Re: questions regarding new single node box for NAMD: re components, CUDA, Fermi

From: Axel Kohlmeyer (akohlmey_at_gmail.com)
Date: Mon Oct 05 2009 - 02:01:47 CDT

On Sun, 2009-10-04 at 21:37 -0400, Biff Forbush wrote:
> Thanks Richard and Axel for your helpful comments. I am proceeding with
> (2x) GTX-295 and (2x) W5590's.
>
> Richard Owczarzy wrote:
> > I would watch for power supplies and power requirements. The latest Xeon
> > W5590 is using more power than Xeon X5570 and some motherboards and
> > systems cannot handle it.
> >
> You made me think a lot about this -- overall power is a lot for one
> box, and with 4x gpus may be too much even for a 1.5kW supply. That is
> sobering from the point of view of cooling. This prompted me to
> consider watercooling -- this is usually the province of the
> overclocking fringe (which clearly has more time for plumbing than I do)
> but can easily reduce gpu temps by 30oC and CPU a lot as well
> (presumably increasing reliability), all with less noise but a lot of
> hassle -- I'll stick with air unless there is a problem. As to the
> motherboard, all I can do is hope that Tyan does what it claims.

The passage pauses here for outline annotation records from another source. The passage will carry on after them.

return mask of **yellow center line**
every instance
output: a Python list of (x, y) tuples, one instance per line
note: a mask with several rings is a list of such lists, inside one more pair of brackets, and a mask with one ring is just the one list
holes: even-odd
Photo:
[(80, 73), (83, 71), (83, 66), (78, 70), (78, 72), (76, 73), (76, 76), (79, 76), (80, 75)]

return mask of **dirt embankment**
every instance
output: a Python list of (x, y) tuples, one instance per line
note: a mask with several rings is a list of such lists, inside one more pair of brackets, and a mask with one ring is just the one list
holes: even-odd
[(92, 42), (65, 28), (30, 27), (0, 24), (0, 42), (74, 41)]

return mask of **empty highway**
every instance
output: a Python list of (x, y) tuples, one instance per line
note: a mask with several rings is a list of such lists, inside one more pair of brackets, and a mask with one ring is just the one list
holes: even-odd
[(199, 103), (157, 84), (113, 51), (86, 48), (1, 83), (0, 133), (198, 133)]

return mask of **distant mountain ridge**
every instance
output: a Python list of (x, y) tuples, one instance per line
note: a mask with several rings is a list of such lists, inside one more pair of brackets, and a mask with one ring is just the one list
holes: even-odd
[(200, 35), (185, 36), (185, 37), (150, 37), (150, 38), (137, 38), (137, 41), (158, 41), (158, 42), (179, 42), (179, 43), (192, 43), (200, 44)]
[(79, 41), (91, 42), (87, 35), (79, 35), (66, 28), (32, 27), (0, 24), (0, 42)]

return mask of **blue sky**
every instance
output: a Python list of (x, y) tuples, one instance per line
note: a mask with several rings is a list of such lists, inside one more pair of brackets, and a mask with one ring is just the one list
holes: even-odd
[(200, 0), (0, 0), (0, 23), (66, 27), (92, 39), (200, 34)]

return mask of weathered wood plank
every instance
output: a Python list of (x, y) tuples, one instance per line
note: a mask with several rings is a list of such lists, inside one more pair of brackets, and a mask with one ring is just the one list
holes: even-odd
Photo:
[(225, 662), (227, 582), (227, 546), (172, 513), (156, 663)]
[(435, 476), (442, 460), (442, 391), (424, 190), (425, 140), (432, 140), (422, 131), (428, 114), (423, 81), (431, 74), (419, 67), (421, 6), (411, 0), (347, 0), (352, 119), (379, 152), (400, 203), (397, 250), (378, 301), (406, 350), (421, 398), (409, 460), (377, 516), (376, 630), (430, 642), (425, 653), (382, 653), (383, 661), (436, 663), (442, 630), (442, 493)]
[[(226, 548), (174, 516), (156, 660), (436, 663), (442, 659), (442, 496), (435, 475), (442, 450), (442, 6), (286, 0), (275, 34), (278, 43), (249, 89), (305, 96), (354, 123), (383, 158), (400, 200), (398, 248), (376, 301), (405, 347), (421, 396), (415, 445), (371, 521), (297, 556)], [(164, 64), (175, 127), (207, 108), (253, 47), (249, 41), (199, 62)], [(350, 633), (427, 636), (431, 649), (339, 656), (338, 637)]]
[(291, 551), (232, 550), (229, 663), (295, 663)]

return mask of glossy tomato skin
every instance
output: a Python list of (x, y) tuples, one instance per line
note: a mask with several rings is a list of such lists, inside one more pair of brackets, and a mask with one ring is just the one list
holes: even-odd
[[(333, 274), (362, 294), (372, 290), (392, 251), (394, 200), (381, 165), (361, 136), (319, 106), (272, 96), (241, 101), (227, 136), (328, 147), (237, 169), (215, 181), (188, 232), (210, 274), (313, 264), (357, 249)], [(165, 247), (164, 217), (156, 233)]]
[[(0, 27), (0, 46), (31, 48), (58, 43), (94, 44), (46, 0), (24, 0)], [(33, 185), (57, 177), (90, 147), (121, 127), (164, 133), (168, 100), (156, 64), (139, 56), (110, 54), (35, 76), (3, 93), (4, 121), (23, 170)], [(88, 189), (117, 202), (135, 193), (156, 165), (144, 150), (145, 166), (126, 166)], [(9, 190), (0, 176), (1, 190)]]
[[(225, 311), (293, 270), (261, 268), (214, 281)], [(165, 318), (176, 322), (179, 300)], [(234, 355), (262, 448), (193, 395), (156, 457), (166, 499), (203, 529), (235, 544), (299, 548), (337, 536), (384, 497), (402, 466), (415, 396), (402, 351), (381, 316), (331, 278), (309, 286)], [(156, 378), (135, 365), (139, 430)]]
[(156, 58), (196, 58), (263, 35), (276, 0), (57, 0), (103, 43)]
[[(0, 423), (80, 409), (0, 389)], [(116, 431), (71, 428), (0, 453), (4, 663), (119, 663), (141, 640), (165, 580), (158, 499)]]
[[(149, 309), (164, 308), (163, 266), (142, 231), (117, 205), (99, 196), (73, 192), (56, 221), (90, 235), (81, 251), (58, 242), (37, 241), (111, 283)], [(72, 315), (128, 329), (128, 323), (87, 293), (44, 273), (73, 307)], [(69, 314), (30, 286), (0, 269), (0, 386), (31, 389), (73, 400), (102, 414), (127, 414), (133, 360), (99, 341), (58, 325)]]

there is a lot of "hope" in your statements. i have learned
to be more paranoid over time and don't go with theoretical
possibilities.

FWIW, at GTC there was a vendor demoing a machine with 8x C1060
cards (having 3 power supplies, IIRC).

>
> Axel Kohlmeyer wrote:
> > but keep in mind that extreme hardware always carries the risk of
> > being extremely sensitive to crashing and overloading components.
> >
> I had hoped that if clocked at spec, and cooled well, the top-end
> processors were not really extreme. I am about to see if Intel delivers
> on this.
> > the key components for good GPU performance are the i/o bandwidth
> > of the mainboard and memory bandwidth of the CPU. at the high end,
> > cpu performance is always limited by the memory bandwidth, so the
> > higher you go with the clock rate, the less you get out of it unless
> > you are treating problems small enough to fit entirely into the
> > CPU cache. so rather then squeezing the last bit of performance
> > out of clock rate, you may also consider how the memory subsystem
> > can be optimized.
> >
> Thanks for pointing this out, I wondered about this. This would
> argue for the 2.66 GHz part, the lowest cpu speed to have the 1333MHz
> memory clock. As I understand it, the memory controller is on the CPU
> in the Nehalem, so there's not much else that can be done other than
> populating all three channels per CPU.
> >> Dual Xeon W5590 (3.3 GHz, calculating that the the incremental system
> >> cost/Hz is actually nearly a constant, so you linearly get what you pay
> >> for).
> >>
> >
> > this is a very optimistic assumption. i would expect more like an
> > exponential increase of the price over performance at the high end.
> >
> Actually, this is retail cost, not an assumption. Today prices for
> Nehalem Xeon on Newegg are:
> GHz: 1.86, 2.0, 2.13, 2.26, 2.4, 2.56, 2.66, 2.8, 2.93, 3.2, 3.33
> $$$: 200, 240, 270, 385, 540, 780, 979, 1204, 1419, 1659, 1669
> delta$/deltaGHz, incremental jump:
> (107), 286, 231, 885, 1107, 1563, 2100, 1786, 1462, 959, -69
> system cost, $/cpuGHz (assuming dual cpu, and $3600 non-CPU costs)
> 2258, 2140, 2038, 2022, 2033, 2102, 2180, 2250, 2280, 2249, 2156

please note that i didn't refer to cost/ghz but cost/performance ratio.
the higher the clock rate, the less you get out of it due to the
severe imbalance between the cpu and the main memory performance.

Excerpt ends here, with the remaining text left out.